# How do you get RzRecovery?



## halfiedp (Jul 14, 2011)

I've heard a lot of talk about this and am interested in trying it out but I have no clue how to do so...


----------



## BMc08GT (Jun 23, 2011)

halfiedp said:


> I've heard a lot of talk about this and am interested in trying it out but I have no clue how to do so...
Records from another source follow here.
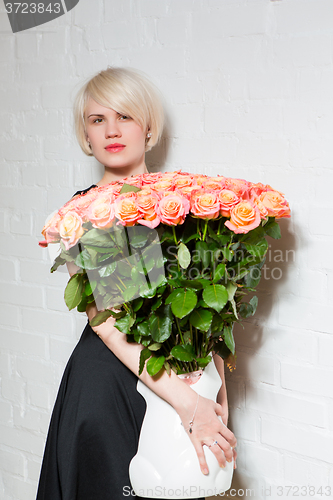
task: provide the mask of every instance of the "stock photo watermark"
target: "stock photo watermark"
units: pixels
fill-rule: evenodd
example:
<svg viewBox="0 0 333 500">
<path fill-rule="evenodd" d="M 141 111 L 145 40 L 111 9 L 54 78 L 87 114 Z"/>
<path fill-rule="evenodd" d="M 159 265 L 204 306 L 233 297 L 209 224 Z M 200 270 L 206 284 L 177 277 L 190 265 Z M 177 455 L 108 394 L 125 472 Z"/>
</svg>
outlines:
<svg viewBox="0 0 333 500">
<path fill-rule="evenodd" d="M 3 0 L 13 33 L 53 21 L 72 10 L 80 0 L 39 0 L 15 2 Z"/>
</svg>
I have a recovery swap feature in powerboost that will allow You to easily swap between clockwork and RZ.


----------



## halfiedp (Jul 14, 2011)

When I try using powerboost it just says 
swapping current recovery for RzR
[:missing]
[:missing]
[:missing]
[:missing]
Please use Odin aat this time
[:missing]
[:missing]


----------



## cubsfan187 (Jul 17, 2011)

You can check this thread http://rootzwiki.com/forum/323-rzrecovery/ and I think it's post 299 or somewhere around there that the 2.1.3 file for the droidx is posted. And directions are in the same post if I remember correctly.


----------



## halfiedp (Jul 14, 2011)

Any way to get powerboost to work?


----------



## lthown (Sep 21, 2011)

Post 299 sez: get http://rzdroid.com/ftp/recovery/gingerbread/2.1.3/RZR-2.1.3-droidx-runme.zip
Rename it to recovery.zip and copy to /preinstall directory. Enjoy

Only problem, that site is down.


----------